(slightly OT): Python and linux - very cool

Donovan Rebbechi elflord at panix.com
Mon Aug 5 04:20:34 EDT 2002


In article <ad496f8.0208020154.c39852e at posting.google.com>, Ville Vainio wrote:
> TuxTrax at fortress.tuxnet.net (TuxTrax) wrote in message news:<slrnakjms5.ocs.TuxTrax at fortress.tuxnet>...
> 
>> I'm giddy with delight. Python is free. FREE! And it beats VB
>> senseless! (IMHO)
> 
> Good for you. Expect your cheerful mood to continue - Python beats
> most other languages senseless, too 

I don't think that's really accurate. There are a lot of languages, that make 
different design choices, and have fundamentally different strengths/weaknesses
to python. Python is a sort of best-of-breed though, IMO.

> (I'm not sure about various
> functional programming languages - they can be very elegant, but seem
> to be quite impractical for many problems, and hard to grok). After a

One thing I like about Python is that it supports useful functional programming
constructs: lambda functions, map, reduce, etc. 

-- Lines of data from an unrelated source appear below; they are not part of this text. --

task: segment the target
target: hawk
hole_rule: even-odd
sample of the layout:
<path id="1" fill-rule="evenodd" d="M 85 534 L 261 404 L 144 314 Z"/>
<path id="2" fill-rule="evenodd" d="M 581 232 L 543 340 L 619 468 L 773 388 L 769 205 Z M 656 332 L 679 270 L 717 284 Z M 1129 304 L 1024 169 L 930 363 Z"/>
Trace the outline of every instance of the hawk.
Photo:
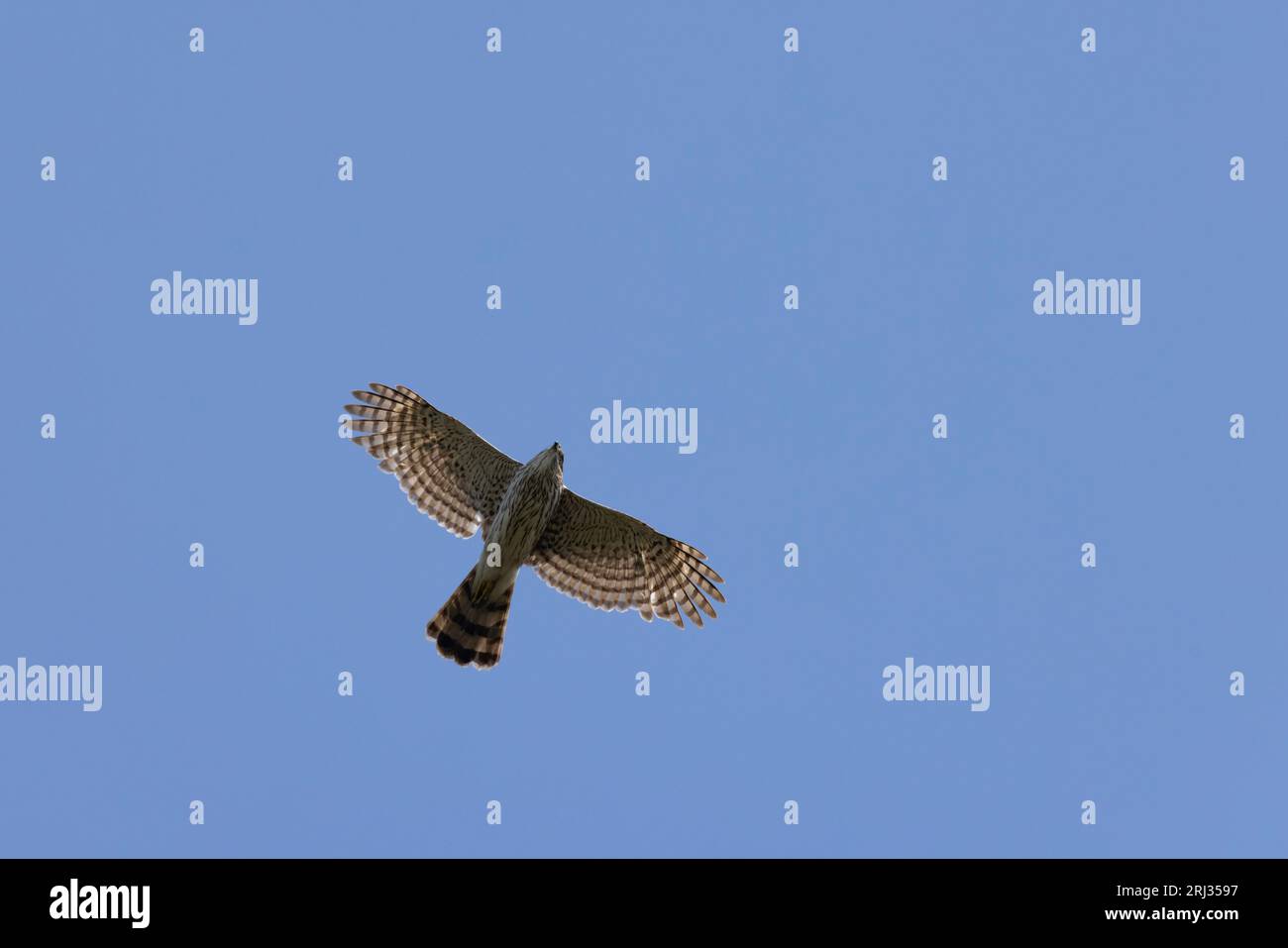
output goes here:
<path id="1" fill-rule="evenodd" d="M 483 553 L 425 634 L 459 665 L 491 668 L 519 569 L 598 609 L 635 609 L 684 629 L 684 613 L 723 603 L 720 573 L 706 554 L 647 523 L 580 497 L 564 487 L 563 450 L 555 442 L 527 464 L 497 451 L 411 389 L 371 384 L 344 408 L 353 441 L 394 474 L 407 500 L 459 537 L 483 528 Z M 710 599 L 708 599 L 710 598 Z"/>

> while of doing things the Python way, doing the same things in other
> languages feels like a real drag. There's very little "grunt work"
> that makes people opt for software architect/whatever role instead of
> a "normal" programmer. There's a very short time between
> understand-how-it-should-work and a working implementation, which
> makes it ideal for impatient people (which probably applies for 90% of
> programmers :)

This is very useful for some things -- for example, the new programmer really
shouldn't have to fight with a compiler. Likewise, people who use programming
languages as tools, rather than tools to develop tools will probably want 
something like this.

On the other hand, serious infrastructure development tends to require 
scalable statically typed programming tools, such as C,C++, Eiffel, and Java.